MoEntwine: Unleashing the Potential of Wafer-scale Chips for Large-scale Expert Parallel Inference
Xinru Tang, Jingxiang Hou, Dingcheng Jiang, Taiquan Wei, Jiaxin Liu, Jinyi Deng, Huizheng Wang, Qize Yang, Haoran Shang, Chao Li, Yang Hu, Shouyi Yin
TL;DR
MoEntwine tackles the bottlenecks of large-scale mixture-of-experts inference on wafer-scale chips by co-designing communication-aware layer mappings and a non-invasive load-balancing strategy. ER-Mapping reduces costly all-to-all traffic by entwining attention and MoE mappings within compact Full Token Domains, while NI-Balancer hides expert migrations on idle network resources and exploits temporal locality for agile balancing.
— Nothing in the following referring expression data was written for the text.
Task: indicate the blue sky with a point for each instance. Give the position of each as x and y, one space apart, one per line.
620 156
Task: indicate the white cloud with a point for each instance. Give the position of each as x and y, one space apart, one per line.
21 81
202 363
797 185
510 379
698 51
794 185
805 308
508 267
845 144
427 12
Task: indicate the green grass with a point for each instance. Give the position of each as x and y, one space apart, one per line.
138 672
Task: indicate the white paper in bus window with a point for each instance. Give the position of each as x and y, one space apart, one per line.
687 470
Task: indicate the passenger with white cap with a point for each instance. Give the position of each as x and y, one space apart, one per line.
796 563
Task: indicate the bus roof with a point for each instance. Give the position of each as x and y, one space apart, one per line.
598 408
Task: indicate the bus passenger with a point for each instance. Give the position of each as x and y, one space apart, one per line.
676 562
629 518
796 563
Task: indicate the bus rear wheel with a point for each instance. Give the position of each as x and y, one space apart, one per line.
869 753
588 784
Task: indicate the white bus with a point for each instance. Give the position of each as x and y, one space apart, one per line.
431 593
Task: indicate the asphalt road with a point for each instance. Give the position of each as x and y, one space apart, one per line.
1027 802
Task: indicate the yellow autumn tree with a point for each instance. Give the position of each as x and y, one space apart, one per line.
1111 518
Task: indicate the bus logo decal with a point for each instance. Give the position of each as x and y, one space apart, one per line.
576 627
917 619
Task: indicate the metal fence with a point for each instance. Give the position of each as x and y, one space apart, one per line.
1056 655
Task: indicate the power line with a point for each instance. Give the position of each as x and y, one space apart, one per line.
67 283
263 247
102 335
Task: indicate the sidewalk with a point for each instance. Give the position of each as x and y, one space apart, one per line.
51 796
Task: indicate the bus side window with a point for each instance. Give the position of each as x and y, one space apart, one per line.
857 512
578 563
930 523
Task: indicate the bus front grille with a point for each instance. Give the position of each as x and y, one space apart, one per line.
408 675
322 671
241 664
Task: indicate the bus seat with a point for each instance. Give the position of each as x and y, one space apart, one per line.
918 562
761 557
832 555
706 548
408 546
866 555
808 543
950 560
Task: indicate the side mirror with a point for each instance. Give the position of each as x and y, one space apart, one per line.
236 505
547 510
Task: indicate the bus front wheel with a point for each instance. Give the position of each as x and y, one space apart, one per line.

Together, these methods yield substantial gains—up to 62% reduction in all-to-all latency, up to 54% MoE compute improvement, 22% fewer MoE communications, and about 39% higher per-device MoE performance compared with NVL72—demonstrating the practical potential of WSCs for massive expert parallelism. The work advances wafer-scale MoE deployment by aligning architectural topology with workload dynamics, enabling scalable, low-latency inference for future large LLMs.
Abstract
As large language models (LLMs) continue to scale up, mixture-of-experts (MoE) has become a common technology in SOTA models. MoE models rely on expert parallelism (EP) to alleviate memory bottleneck, which introduces all-to-all communication to dispatch and combine tokens across devices. However, in widely-adopted GPU clusters, high-overhead cross-node communication makes all-to-all expensive, hindering the adoption of EP. Recently, wafer-scale chips (WSCs) have emerged as a platform integrating numerous devices on a wafer-sized interposer. WSCs provide a unified high-performance network connecting all devices, presenting a promising potential for hosting MoE models. Yet, their network is restricted to a mesh topology, causing imbalanced communication pressure and performance loss. Moreover, the lack of on-wafer disk leads to high-overhead expert migration on the critical path. To fully unleash this potential, we first propose Entwined Ring Mapping (ER-Mapping), which co-designs the mapping of attention and MoE layers to balance communication pressure and achieve better performance. We find that under ER-Mapping, the distribution of cold and hot links in the attention and MoE layers is complementary. Therefore, to hide the migration overhead, we propose the Non-invasive Balancer (NI-Balancer), which splits a complete expert migration into multiple steps and alternately utilizes the cold links of both layers. Evaluation shows ER-Mapping achieves communication reduction up to 62%. NI-Balancer further delivers 54% and 22% improvements in MoE computation and communication, respectively. Compared with the SOTA NVL72 supernode, the WSC platform delivers an average 39% higher per-device MoE performance owing to its scalability to larger EP.